Linz ist mittlerweile eine große Musical-Adresse geworden.
Wir haben hier eine Stückauswahl, die man sonst nicht so oft findet. Ich nehme immer Stücke, vor denen ich Angst habe, die ich nicht aus dem Ärmel schütteln kann. Anderswo muss die Position Musical nach Ansage die schlechter laufenden Produktionen herausreißen. Wir spielen hier auch seltene Stücke, Wagnisse, Uraufführungen. Und ja, das Haus bietet viel. Ich habe halt eine gewisse Form von Qualitätsbewusstsein, dass Rollen gut besetzt sein, dass Leute die Partien gut singen können müssen, dass wir Regieteams haben, die dieses Genre verstehen.
Wie wählen Sie Ihr Ensemble aus?
Für unsere Auditions haben wir rund 600 bis 700 Bewerbungen, 60 bis 80 kommen zum Vorsingen und Vorsprechen. Da muss man genau hinschauen, weil das ja zehn Darsteller sind, die sehr viel und sehr lange miteinander arbeiten. Es ist extrem wichtig, dass das ein Ensemble wird, das sich mag. Sonst wird das nicht funktionieren. Beim jetzigen Ensemble ist das so gut gelungen, dass sie sogar ein gemeinsames Ski-Wochenende planen. Wir haben auch schon gemeinsam bei mir Kekse gebacken. Das, was am Ende im Musical herauskommt, ist im Idealfall etwas, das leicht aussieht und mit Spaß herüberkommt.
Angesichts Ihrer Erfolge wundert man sich, warum Sie immer noch "nur" in Linz arbeiten.
Ich bin noch in Linz, weil das, was ich hier selbstbestimmt machen kann – auch ein Repertoire zusammenzustellen –, relativ einzigartig ist. Linz hält mich auch, weil ich wegkann. Ich kann in anderen Häuser arbeiten. Das ermöglicht, nicht betriebsblind zu werden. Dieser Abstand ist sehr gesund, um neue Ideen mitzubringen.

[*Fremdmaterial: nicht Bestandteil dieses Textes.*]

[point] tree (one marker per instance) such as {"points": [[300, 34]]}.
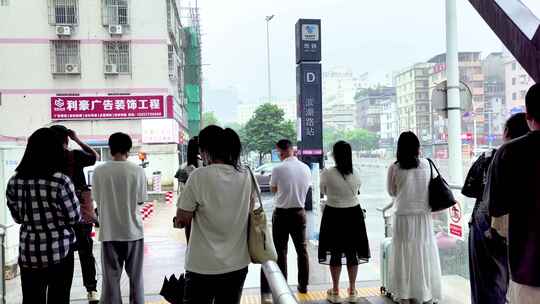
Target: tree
{"points": [[209, 118], [265, 128]]}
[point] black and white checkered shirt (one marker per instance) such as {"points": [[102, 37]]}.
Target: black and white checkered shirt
{"points": [[46, 210]]}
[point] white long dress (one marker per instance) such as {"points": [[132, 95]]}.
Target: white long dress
{"points": [[415, 270]]}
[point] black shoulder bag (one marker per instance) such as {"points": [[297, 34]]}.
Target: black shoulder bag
{"points": [[440, 195]]}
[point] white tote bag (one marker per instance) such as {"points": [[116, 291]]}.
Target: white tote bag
{"points": [[260, 243]]}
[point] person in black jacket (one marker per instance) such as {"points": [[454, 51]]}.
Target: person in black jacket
{"points": [[76, 161], [488, 258]]}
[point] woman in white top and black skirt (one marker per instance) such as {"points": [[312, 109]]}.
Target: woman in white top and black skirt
{"points": [[343, 238]]}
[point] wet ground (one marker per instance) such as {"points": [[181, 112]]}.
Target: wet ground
{"points": [[165, 247]]}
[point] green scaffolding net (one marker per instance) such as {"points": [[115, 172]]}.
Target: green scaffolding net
{"points": [[192, 78]]}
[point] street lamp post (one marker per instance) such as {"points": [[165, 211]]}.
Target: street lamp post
{"points": [[268, 18]]}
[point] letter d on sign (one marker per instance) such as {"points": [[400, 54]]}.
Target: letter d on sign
{"points": [[310, 77]]}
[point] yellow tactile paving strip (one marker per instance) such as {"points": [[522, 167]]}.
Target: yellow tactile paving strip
{"points": [[309, 297]]}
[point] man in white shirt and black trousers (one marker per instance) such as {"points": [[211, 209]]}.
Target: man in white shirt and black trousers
{"points": [[290, 183], [119, 189]]}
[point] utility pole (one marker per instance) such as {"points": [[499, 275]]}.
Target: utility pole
{"points": [[454, 104], [475, 132], [268, 18]]}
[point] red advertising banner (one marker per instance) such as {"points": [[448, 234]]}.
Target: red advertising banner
{"points": [[108, 107]]}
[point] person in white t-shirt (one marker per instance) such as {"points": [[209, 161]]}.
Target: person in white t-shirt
{"points": [[290, 183], [343, 238], [216, 202], [119, 189]]}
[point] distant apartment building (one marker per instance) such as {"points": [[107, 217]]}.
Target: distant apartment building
{"points": [[517, 83], [339, 107], [97, 67], [495, 114], [413, 103], [369, 107], [470, 73], [245, 111], [389, 124]]}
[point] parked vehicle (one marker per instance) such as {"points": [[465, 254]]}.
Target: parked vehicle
{"points": [[263, 175]]}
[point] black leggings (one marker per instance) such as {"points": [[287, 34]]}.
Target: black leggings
{"points": [[217, 289], [50, 285]]}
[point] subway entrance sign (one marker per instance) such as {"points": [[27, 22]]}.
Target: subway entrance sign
{"points": [[309, 102], [309, 91]]}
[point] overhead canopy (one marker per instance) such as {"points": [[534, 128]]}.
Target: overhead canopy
{"points": [[517, 27]]}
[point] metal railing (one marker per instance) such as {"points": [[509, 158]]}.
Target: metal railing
{"points": [[281, 293], [3, 229]]}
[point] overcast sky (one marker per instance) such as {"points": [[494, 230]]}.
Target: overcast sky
{"points": [[377, 37]]}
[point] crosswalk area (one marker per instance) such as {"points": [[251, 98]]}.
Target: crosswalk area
{"points": [[369, 295]]}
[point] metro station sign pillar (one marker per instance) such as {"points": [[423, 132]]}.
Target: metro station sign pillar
{"points": [[309, 91]]}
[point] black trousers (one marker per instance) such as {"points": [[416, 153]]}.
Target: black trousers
{"points": [[488, 265], [50, 285], [214, 289], [85, 246], [291, 222]]}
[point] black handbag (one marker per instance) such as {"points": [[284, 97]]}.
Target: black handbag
{"points": [[440, 195]]}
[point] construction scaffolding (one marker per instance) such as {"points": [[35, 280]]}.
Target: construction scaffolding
{"points": [[192, 67]]}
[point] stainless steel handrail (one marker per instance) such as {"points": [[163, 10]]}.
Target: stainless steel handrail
{"points": [[3, 263], [281, 293], [455, 187]]}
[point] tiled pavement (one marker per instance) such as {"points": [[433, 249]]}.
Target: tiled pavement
{"points": [[164, 255]]}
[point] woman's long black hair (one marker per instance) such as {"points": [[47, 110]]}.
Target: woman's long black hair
{"points": [[408, 151], [342, 152], [43, 157], [221, 144], [193, 152]]}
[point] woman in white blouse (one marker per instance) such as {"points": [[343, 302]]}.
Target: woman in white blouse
{"points": [[343, 238], [414, 262]]}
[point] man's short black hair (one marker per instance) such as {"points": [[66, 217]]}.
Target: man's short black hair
{"points": [[532, 102], [284, 144], [120, 143]]}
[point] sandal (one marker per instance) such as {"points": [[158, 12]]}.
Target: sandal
{"points": [[332, 296], [353, 296]]}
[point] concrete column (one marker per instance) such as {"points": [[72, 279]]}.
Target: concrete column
{"points": [[454, 105]]}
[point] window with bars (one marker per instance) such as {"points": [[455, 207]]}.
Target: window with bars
{"points": [[118, 53], [65, 57], [115, 12], [63, 12]]}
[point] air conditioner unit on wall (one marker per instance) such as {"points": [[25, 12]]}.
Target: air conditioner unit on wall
{"points": [[111, 69], [63, 30], [71, 68], [116, 30]]}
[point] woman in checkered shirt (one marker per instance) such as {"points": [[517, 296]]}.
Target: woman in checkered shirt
{"points": [[43, 201]]}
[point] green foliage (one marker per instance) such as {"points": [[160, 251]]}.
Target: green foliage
{"points": [[209, 118], [265, 128], [360, 139]]}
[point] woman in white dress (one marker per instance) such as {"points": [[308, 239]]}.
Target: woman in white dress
{"points": [[414, 257]]}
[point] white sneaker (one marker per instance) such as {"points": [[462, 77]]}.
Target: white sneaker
{"points": [[353, 297], [93, 296], [266, 299], [332, 296]]}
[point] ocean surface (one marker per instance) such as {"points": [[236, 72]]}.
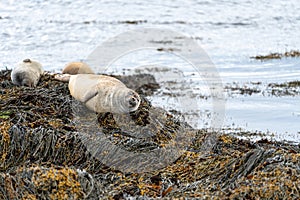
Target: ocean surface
{"points": [[229, 31]]}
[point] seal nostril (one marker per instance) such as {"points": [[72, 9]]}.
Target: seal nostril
{"points": [[132, 102]]}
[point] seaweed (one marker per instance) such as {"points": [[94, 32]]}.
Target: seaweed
{"points": [[44, 156], [289, 54]]}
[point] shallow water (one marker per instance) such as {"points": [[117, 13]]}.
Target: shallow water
{"points": [[230, 31]]}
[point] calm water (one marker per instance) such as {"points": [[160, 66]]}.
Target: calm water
{"points": [[230, 31]]}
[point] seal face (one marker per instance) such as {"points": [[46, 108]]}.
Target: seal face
{"points": [[27, 73], [77, 68], [102, 93]]}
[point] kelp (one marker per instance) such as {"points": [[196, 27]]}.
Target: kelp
{"points": [[44, 154], [288, 54]]}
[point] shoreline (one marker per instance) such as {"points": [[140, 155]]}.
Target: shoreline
{"points": [[43, 154]]}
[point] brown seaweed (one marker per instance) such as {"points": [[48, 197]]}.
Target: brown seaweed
{"points": [[43, 155]]}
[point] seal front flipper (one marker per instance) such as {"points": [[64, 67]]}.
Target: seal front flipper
{"points": [[91, 93]]}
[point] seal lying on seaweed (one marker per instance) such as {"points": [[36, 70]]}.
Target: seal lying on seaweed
{"points": [[77, 68], [102, 93], [27, 73]]}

Mit "Die spinnen, die Römer" ist der nächste Erfolg programmiert. Warum haben Sie diese Komödie und Persiflage auf Monumentalfilme aufgegriffen?
Was mich wirklich sehr umtreibt, ist die Frage: Worüber lachen die Linzer? Was befreit ein Linzer Publikum, wo lassen sie sich fallen, wann können sie aus vollem Herzen lachen? Die "Römer" sind so etwas wie eine gute Boulevardkomödie, mit guter Musik.
Haben Sie schon eine Antwort?
Ja, schon...
Sind die Linzer also eher die Schenkelklopf-Typen?
Ja, ein bisschen. Also, so ganz feiner britischer Humor, nein… Man kann ja Lachen nicht verurteilen. Es gibt nichts Befreienderes als ein Lachen. Egal wie es entsteht.